Mumbai, May 10 (IANS) The already tense situation between the US and China which has roiled the global financial markets and has pulled down global growth, may worsen from here on as the risk of a complete fall-out in the two countries’ trade talks has increased, Moody’s said on Friday.
The US on Friday more than doubled tariffs on $200 billion worth of Chinese products from 10 per cent to 25 per cent, in a sharp escalation of the trade tensions to which China has said that it would respond with necessary countermeasures.
“While we believe that a trade deal will eventually be reached between the US and China, the risk of a complete breakdown in trade talks has certainly increased,” Moody’s said.

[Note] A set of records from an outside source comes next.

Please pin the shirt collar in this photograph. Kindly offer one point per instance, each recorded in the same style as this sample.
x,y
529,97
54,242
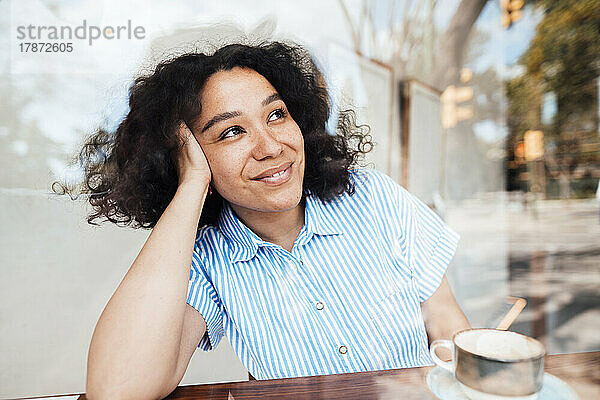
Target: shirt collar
x,y
245,243
318,216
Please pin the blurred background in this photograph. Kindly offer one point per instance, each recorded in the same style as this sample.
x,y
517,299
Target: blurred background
x,y
487,110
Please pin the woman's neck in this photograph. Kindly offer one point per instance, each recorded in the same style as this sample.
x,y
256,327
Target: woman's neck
x,y
282,227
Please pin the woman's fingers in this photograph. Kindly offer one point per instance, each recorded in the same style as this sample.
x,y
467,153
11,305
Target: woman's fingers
x,y
191,161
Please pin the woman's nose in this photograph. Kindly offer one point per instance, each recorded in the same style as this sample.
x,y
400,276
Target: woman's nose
x,y
266,144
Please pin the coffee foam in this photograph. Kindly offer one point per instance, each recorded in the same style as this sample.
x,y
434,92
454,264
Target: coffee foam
x,y
504,345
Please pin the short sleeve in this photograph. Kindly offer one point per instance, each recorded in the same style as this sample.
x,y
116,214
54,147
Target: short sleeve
x,y
203,297
433,247
424,240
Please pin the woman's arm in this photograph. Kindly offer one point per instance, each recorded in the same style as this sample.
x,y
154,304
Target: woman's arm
x,y
443,317
147,334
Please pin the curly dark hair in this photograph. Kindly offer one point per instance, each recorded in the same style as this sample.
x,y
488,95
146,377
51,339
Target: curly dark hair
x,y
131,176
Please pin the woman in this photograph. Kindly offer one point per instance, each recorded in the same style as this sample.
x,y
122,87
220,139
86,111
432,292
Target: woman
x,y
307,264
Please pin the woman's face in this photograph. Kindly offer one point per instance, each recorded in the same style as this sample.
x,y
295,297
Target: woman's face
x,y
254,147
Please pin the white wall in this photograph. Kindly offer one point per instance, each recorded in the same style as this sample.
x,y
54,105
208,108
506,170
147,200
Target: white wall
x,y
57,275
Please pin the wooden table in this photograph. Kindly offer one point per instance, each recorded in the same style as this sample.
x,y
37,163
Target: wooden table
x,y
580,370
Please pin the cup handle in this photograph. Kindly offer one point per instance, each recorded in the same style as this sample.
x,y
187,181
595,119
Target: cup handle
x,y
447,365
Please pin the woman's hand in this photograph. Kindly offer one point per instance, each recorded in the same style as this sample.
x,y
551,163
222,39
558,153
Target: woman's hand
x,y
192,165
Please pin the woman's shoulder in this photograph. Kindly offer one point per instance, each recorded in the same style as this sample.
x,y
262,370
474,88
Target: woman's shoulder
x,y
209,239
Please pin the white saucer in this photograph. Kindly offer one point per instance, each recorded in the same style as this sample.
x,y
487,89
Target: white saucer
x,y
446,387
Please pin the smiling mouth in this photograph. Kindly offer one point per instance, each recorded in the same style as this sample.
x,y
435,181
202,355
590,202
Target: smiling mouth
x,y
277,178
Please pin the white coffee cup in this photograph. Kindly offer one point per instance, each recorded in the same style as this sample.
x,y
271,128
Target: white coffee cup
x,y
492,364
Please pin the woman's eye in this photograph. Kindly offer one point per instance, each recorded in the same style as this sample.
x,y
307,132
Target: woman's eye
x,y
277,114
230,132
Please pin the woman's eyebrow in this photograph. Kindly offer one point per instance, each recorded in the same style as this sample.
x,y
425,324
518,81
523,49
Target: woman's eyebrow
x,y
219,118
271,98
232,114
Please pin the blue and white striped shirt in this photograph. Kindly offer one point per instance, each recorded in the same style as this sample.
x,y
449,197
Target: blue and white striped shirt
x,y
346,299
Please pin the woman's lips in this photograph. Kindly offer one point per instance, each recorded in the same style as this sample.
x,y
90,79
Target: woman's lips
x,y
278,178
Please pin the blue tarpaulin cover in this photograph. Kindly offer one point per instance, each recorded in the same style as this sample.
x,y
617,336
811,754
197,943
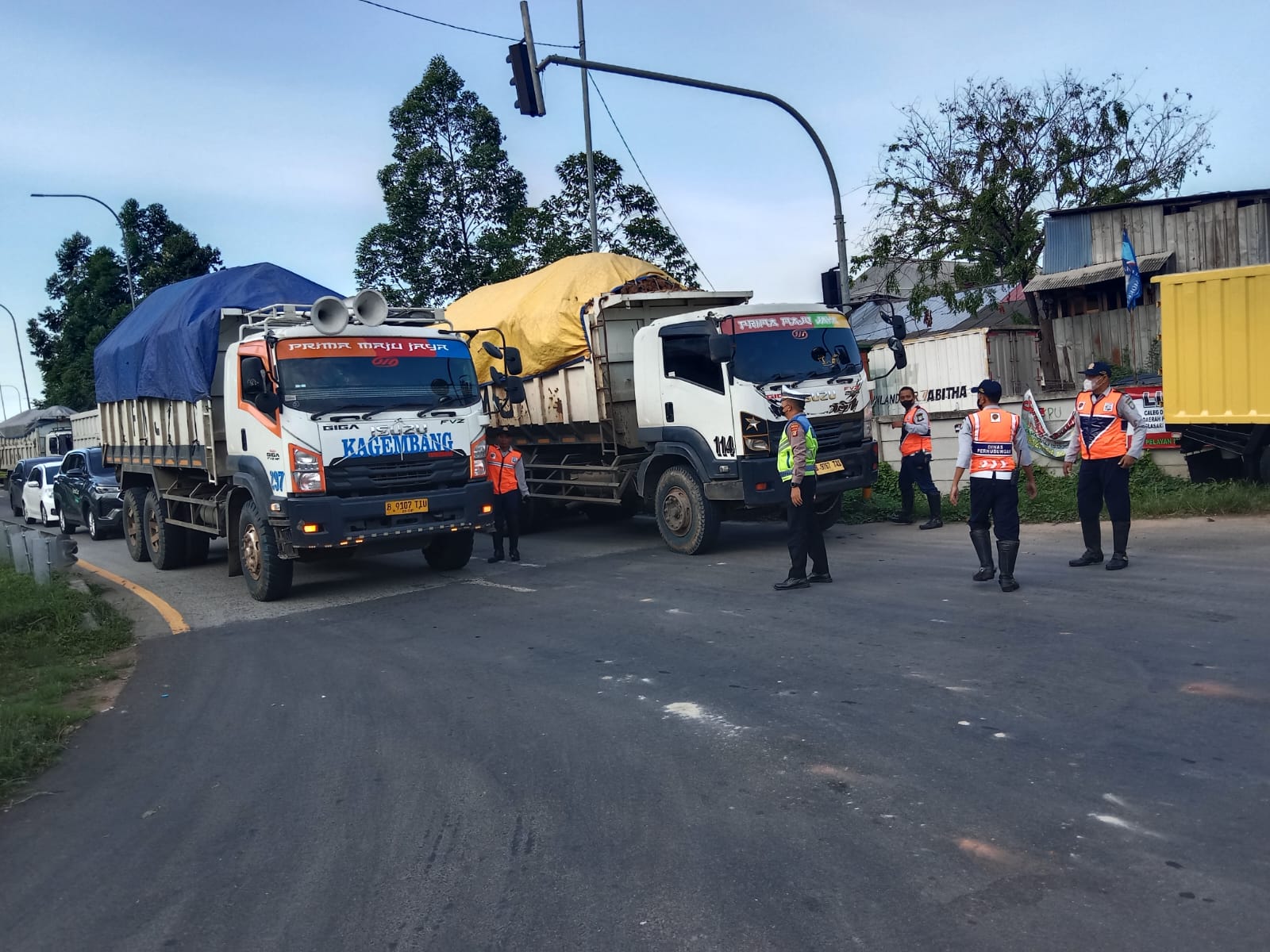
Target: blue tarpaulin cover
x,y
167,348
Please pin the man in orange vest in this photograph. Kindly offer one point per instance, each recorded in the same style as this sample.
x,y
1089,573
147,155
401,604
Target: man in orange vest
x,y
1106,454
914,450
505,467
988,441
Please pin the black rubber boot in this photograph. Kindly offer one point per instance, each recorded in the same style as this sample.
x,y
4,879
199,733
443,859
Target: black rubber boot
x,y
1092,532
1121,551
982,543
1007,552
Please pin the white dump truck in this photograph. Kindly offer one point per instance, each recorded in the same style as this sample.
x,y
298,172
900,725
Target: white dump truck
x,y
662,397
257,406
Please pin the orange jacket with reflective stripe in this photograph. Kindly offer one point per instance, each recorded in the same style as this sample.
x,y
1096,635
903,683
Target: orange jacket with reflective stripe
x,y
1104,435
992,433
914,442
501,469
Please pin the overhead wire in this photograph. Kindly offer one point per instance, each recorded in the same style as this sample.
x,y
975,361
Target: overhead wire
x,y
647,184
455,25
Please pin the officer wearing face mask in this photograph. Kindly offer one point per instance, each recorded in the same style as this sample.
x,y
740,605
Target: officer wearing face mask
x,y
1106,451
914,448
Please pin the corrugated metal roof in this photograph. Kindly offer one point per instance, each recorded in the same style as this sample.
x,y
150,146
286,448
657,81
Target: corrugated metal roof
x,y
1095,273
872,321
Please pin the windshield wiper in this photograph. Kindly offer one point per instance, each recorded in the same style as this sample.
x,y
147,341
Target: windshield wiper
x,y
341,409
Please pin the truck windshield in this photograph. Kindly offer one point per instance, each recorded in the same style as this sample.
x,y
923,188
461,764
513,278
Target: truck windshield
x,y
791,347
319,374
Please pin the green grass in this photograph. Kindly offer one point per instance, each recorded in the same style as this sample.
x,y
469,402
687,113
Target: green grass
x,y
46,653
1153,494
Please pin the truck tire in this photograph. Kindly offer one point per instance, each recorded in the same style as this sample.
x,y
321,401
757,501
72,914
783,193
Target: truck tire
x,y
450,551
689,522
267,574
135,524
164,541
829,511
196,546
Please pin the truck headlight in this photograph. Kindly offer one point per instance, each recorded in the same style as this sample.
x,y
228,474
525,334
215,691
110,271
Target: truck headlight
x,y
306,473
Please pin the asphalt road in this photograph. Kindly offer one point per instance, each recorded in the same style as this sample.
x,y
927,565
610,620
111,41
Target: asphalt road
x,y
620,748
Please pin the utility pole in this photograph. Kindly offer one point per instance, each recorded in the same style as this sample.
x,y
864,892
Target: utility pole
x,y
21,362
586,125
127,258
838,221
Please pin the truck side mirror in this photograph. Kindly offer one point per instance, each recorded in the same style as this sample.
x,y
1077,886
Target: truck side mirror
x,y
721,348
899,351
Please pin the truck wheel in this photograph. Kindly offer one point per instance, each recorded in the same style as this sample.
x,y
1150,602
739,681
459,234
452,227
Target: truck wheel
x,y
267,574
196,546
450,551
687,520
829,511
164,541
133,524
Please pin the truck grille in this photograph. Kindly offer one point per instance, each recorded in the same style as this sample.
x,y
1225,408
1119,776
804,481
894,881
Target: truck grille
x,y
395,475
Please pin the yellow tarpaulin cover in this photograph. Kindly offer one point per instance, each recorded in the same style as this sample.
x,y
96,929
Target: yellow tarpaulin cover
x,y
540,313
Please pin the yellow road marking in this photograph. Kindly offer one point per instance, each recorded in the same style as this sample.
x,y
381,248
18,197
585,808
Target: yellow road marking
x,y
169,615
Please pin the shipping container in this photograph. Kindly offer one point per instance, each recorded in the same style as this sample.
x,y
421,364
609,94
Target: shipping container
x,y
1214,343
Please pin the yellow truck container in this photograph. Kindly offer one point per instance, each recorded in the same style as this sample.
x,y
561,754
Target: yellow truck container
x,y
1216,348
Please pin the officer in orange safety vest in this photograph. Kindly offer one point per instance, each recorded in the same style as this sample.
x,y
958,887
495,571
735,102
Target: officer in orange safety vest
x,y
1106,454
988,441
914,466
505,467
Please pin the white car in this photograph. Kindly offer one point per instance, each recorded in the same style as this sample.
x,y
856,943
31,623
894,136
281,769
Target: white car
x,y
37,495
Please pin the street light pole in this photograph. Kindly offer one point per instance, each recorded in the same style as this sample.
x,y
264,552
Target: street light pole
x,y
21,362
838,222
127,259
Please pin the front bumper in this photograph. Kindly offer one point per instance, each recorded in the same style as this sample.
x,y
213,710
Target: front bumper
x,y
361,520
859,470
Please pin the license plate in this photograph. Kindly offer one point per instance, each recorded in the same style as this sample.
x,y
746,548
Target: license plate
x,y
404,507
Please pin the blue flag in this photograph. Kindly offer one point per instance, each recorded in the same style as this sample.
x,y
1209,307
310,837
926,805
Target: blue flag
x,y
1132,277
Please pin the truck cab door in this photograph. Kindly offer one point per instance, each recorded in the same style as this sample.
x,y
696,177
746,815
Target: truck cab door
x,y
696,395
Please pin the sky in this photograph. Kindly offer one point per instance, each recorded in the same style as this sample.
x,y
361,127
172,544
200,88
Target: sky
x,y
260,126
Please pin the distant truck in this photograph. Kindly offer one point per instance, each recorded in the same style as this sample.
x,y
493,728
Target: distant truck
x,y
672,397
1214,340
35,433
295,431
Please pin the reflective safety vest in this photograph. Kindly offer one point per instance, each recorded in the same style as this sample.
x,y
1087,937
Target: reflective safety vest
x,y
914,442
992,440
785,452
1104,436
501,470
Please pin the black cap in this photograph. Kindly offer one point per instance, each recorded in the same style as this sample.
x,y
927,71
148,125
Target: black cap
x,y
990,389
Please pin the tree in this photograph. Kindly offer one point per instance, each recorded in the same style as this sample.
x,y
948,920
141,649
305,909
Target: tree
x,y
456,207
969,184
90,296
626,215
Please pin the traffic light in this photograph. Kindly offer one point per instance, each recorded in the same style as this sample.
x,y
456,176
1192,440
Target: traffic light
x,y
525,78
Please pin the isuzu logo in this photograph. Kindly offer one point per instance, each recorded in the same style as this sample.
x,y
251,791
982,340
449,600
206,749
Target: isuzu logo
x,y
398,428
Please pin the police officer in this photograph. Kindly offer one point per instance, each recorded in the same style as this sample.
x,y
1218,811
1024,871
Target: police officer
x,y
1103,444
505,467
988,442
914,448
795,461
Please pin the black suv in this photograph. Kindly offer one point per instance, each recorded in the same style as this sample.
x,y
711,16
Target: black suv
x,y
87,494
18,479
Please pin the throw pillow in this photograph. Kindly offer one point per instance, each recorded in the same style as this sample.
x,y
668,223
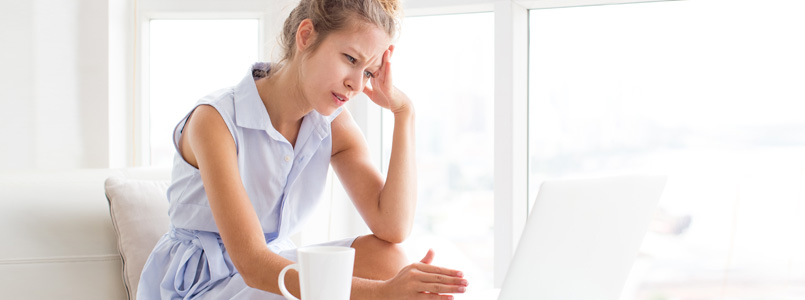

On the immediate impact on the export sector, Moody’s said that in the rest of Asia’s export-dependent economies, a slowdown in China will dampen the growth rates.
The tariffs exacerbate the uncertainty in the global trading environment. It further raises tensions between the US and China, negatively affects global sentiment and adds to risk aversion globally, Moody’s said.
“The higher tariffs could also lead globally to the re-pricing of risk assets, tighter financing conditions, and slower growth,” it added.
In addition, the trade tensions could result in an increasingly fragmented global trading framework, weakening the rules-based system that has underpinned global growth, particularly in Asia, over the past several decades.
For China in particular, the higher tariffs will have a significant negative effect on exports, against the backdrop of a slowing economy.
Further policy easing will mitigate only some of the impact and increased uncertainty and weaker business sentiment will hinder private investment decisions.
The Chinese advanced technology sector will also likely be adversely affected, as the US intensifies restrictions on that sector.